I posted in the MU gripes thread and I feel like I should also post here just like to balance out my karma or whatever.
So, my cat died. That's not the thing I love, obviously, it's been fucking devastating, but the people in my life have been making me smile. Grief is awful but what's less awful is realising what kind of support network you have and how much they care about you and are willing to be there for you to make you feel better.
My dad's been visiting me in my disgusting apartment every day. I feel a bit bad, like I should tidy it up, but he's been managing not to cast judgements in my current state which considering the mountains of OCD I undoubtedly inherited from him, and the fact that his Asperger's usually gives him 0 filter, is a really impressive thing that in and of itself I've been able to really appreciate.
Today he brought me a lentil soup. He doesn't cook so it's in a can, but he explained that he couldn't get me the fresh version from the chilled section because he checked the ingredients on that one and it wasn't vegan.
What he doesn't know is that I've been on a health kick for the last few years and I'm now at the point where I wouldn't touch canned soup to save my life. It's icky to me. I just think about all the processed weirdness this preserved tin must contain and it sucks my appetite right away.
I'm not upset about this though. I'm looking at this can and it's making me smile. I'm sitting here and although I don't plan to open it, it's like a little souvenir right now that this busy dude took time out of his life to visit, bring me some comfort food from the supermarket (I'm sitting Shiva so can't go myself) and rigorously check the ingredients for any milk/egg powder which isn't something he intuitively knows to do. I appreciate that. It's the thought that counts.
Little things. A can of lentil soup which I have no plans to actually eat is the RL thing I love right now.
EDIT: OK, I have more to say.
I have also been thinking a lot about love lately.
I went through a not-so-great relationship earlier this year which was really a failure from the moment it began, but that didn't make the brutal descent of it from bad to worse any easier. Losing that love was excruciating.
People have been very kind and sympathetic to me over the death of Lucky, my cat, and yes he was 'just a cat', but he was also my best friend and I didn't want him to die. I loved him more than almost anything and that fucking sucked.
But the interesting thing is, having both 'losses' in perspective, it sucked in a very different way.

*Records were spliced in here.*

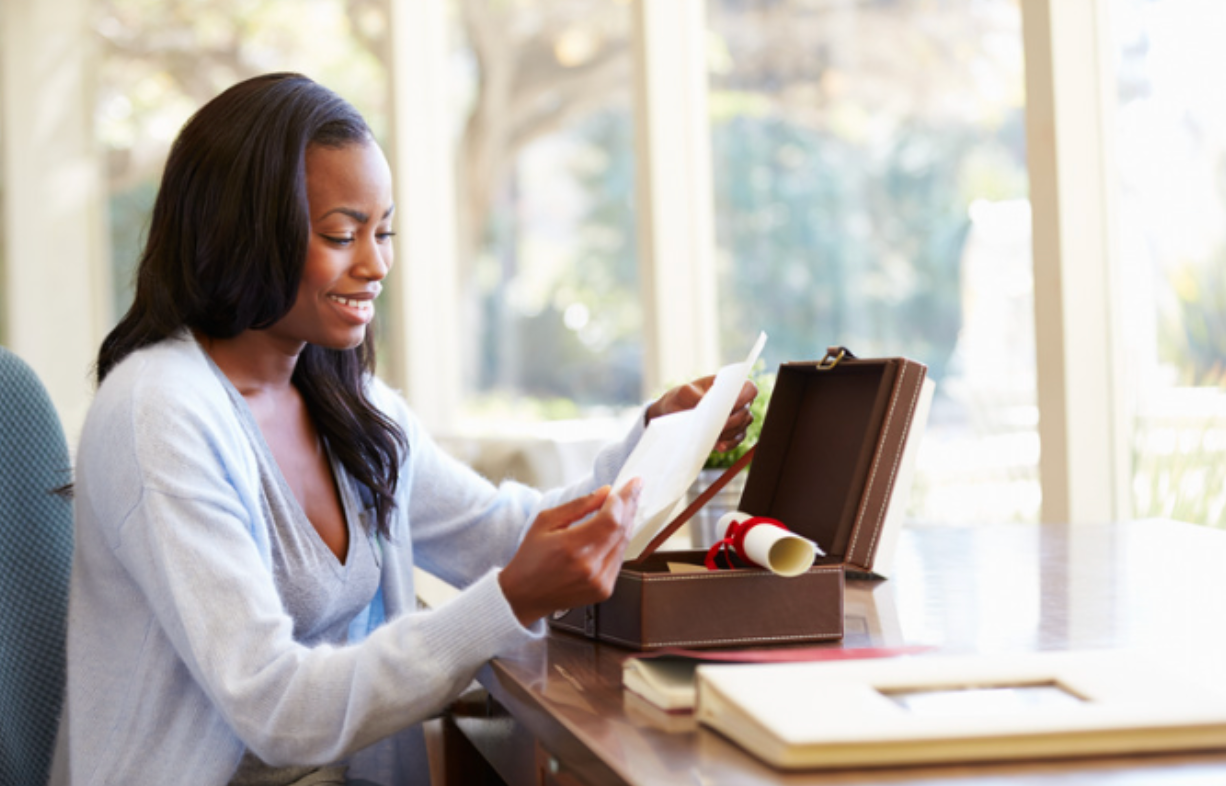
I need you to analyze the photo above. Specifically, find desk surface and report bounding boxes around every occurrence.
[465,521,1226,785]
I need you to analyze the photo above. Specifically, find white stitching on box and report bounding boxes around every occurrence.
[868,365,923,566]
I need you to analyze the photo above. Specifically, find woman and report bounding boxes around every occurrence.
[61,74,754,785]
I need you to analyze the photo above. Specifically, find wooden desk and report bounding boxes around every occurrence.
[447,521,1226,786]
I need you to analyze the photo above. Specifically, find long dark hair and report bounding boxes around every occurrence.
[97,74,408,537]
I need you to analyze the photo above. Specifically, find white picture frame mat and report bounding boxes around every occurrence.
[698,650,1226,766]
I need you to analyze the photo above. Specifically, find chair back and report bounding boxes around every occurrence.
[0,347,72,786]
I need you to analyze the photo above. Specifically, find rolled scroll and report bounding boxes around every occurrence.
[706,510,825,576]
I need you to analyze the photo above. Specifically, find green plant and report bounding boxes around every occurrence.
[702,362,775,470]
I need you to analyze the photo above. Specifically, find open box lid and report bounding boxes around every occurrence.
[738,347,933,576]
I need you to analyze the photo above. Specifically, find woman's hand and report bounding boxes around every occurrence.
[498,478,642,627]
[647,376,758,452]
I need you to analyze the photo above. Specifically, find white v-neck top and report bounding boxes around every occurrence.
[210,358,380,786]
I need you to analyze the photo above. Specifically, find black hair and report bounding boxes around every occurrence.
[97,74,408,537]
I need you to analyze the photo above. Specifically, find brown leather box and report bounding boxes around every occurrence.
[550,348,927,650]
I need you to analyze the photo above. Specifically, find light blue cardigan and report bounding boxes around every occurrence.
[58,334,642,786]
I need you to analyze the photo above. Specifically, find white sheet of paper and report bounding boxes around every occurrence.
[613,334,766,559]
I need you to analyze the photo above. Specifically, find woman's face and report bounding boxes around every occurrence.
[268,141,395,349]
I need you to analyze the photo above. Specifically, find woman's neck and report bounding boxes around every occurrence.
[195,330,307,397]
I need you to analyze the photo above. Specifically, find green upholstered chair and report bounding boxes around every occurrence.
[0,347,72,786]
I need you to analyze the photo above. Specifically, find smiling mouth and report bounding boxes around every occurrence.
[327,294,374,311]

I watched him be cremated yesterday. I had to drive two hours both ways because there actually aren't a lot of pet crematoriums it turns out and of the ones that are out there, fewer do individual cremations — most dump the animals in all together for 'communal cremations' which is one of the more disgusting things I've ever heard of — and even of those that do individual cremations, most don't let you watch. I insisted. It was important to me and I don't regret that decision. I needed to watch him go cold, I needed to put my hand on his fur and feel the way it had changed from soft and silky to coarse and dry, needed to see him go from being my cat to being my cat's body. And I needed to see him enter the incinerator, needed to see him catch fire. I suppose this is strange but I needed it and no one can tell me that what I needed to process what happened could be wrong. I wanted to see it through to the very end.
I cried. And I kissed him on the forehead. And I told him, tearfully, one last time, right before, that I love him so much.
The rollercoaster relationship I went through wasn't like that. It's a very different thing losing a love to the death of the one you loved, compared to losing a love to the death of the love itself.
From the moment I met him 9 years ago to the moment he died, I have not one negative memory of Lucky. There is not one moment with him that I regret, that I would trade away, except perhaps his death itself. The love I had for this cat, and that he had for me, was the purest fucking thing I've ever experienced and ever will experience. Perhaps that's sad and where loving animals has its shortcomings, because indeed part of the reason this can't exist with humans is that humans are inherently flawed — and that's part of what makes loving humans so rich; loving them in spite of flaws. But there is also a trade-off, and that's that the same love, rich though it may be, can also never compare to the purity of unconditionally loving a cat or a dog who loves you back unconditionally.
Looking back on this loss I don't have questions like, 'Why wasn't I enough?' 'Why didn't/couldn't he love me?' 'Why did he choose her over me?' 'What did I do wrong?' 'Why did he treat me so appallingly?' 'Why did he say some really terrible things to me and cross some lines I never would have crossed?' 'Why did he take my heart and then crush it?' 'Did he ever really love me or was it all a lie?'
I know exactly what went down between me and Lucky and I have no questions about it. I know I gave him the best life I possibly could. I know I loved him unconditionally. I know he loved me and that I was his mum. I know I may have saved his life from the shelter, and I know for a certainty that he saved mine.
That's something that no one and nothing can take away from me. Not even death. This pain I feel is the result of unconditional love.
That makes this grief, in many ways, a not so terrible thing after all. It is also beautiful and something to be cherished.